Daphné et Adélaïde, il avait cité leurs prénoms et elle n'avait pas tiqué. À sa décharge, ils étaient usités dans la bonne société, et sa mémoire demeurait bloquée sur les visites d'antan. Même les peintures impressionnistes ne l'avaient pas interpellée.
— Non, non, il m'a aussi expliqué votre touche pour la décoration de son logement. Je n'ai juste pas fait le lien. Et je suis une triple imbécile, alors que vous portez son nom de famille.
Daphné éclata de rire, avant de lui lancer un clin d'œil.
— Nos jeux nous intéressaient plus que sa vie, qui se résumait aux études studieuses dans un collège sur la colline des richards.
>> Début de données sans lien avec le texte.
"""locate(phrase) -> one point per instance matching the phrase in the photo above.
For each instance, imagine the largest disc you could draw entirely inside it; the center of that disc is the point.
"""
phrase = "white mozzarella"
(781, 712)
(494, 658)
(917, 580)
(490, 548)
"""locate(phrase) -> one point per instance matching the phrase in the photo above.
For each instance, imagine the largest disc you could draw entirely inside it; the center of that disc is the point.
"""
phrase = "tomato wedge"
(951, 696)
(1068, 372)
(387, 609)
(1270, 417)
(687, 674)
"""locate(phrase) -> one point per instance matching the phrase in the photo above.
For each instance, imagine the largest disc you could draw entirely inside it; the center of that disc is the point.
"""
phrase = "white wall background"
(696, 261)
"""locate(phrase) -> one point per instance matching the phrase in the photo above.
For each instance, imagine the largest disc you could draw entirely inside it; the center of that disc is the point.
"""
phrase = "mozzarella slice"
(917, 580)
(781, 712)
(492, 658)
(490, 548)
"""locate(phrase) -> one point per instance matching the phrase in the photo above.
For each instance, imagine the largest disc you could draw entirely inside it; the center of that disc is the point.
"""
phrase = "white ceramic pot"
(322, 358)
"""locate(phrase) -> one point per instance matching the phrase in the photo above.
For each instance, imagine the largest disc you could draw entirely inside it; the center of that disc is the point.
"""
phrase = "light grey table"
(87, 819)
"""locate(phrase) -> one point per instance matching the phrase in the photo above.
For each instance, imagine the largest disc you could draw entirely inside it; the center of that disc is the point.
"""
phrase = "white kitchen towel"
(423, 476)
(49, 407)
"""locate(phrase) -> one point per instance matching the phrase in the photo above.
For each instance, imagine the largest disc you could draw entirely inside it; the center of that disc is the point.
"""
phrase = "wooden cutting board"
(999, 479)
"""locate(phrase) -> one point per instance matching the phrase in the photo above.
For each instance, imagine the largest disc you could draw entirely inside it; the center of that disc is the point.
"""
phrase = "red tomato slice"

Mais je dois t'avouer quelque chose.
Au quartier des panthères, traduisit Perrine, étonnée.
Le cousin de Daphné avait donc fréquenté le même collège que la fratrie. L'y avait-elle rencontré ? Vincent Morisot avait entre quatre à six ans de plus qu'elle, soit environ quinze à dix-sept ans à cette époque. La possibilité existait. Néanmoins, Perrine ne se souvenait d'aucun adolescent aux cheveux de neige, d'autant qu'ils détonneraient sur l'habit noir exigé pour les sermons mensuels sur les devoirs civiques dans la bonne société. Seuls moments où garçons et filles se retrouvaient tous ensemble, les uns à gauche, les autres à droite.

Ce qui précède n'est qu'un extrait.